In Canadian cities, Indian markets display heaping bins of lentils. Masoor dhal or peeled red lentils, known as Egyptian lentils in the Middle East, turn yellow during cooking and are the base for most everyday dhals. Chinese or brown lentils turn to mush on the stove. Green Puy lentils grown in France hold their shape and boast a distinct peppery flavour. A star in our kitchen is the sensationally rich dhal makhani made from black lentils and indecent amounts of butter and cream.

 

The great peasant staple spans the globe. Italians regard it as good-luck fare and serve it with pork sausages and pig trotters—pork and beans with gusto—at New Year’s in Rome. A thick lentil stew seasoned with coriander, garlic and onion ranks as a gastronomic high in the mountains of Yemen. Moroccans turn out a lentil salad spiked with coriander, garlic, oregano and cumin.

 

Closer to home, Oregon may have its truffle festival, but Pullman, Washington, hosts the National Lentil Festival in late summer.
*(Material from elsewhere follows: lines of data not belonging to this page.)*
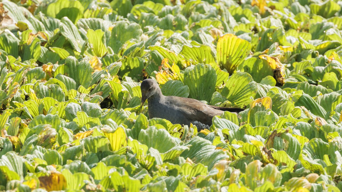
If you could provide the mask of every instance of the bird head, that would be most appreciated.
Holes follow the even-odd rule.
[[[141,82],[140,89],[142,94],[141,103],[140,104],[141,107],[146,99],[158,93],[158,90],[160,90],[160,88],[155,81],[151,79],[146,79]]]

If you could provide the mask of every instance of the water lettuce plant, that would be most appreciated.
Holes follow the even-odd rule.
[[[342,191],[342,1],[0,2],[0,191]],[[239,107],[150,119],[141,81]]]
Lentil chili is served free, and events include a lentil cook-off and a lentil pancake breakfast.

 

In these glum winter months, which come without a single holiday, what do we have to look forward to? Why, Valentine’s Day, a once-lusty pagan festival dressed down in Christian threads. My wife and I will celebrate with duck, a juicy, crispy-skinned confit de canard. And with it, the prized belugas. My wife may turn out a ragout flavoured with garlic and salt pork or lentils braised in wine. I’ll be looking for love either way.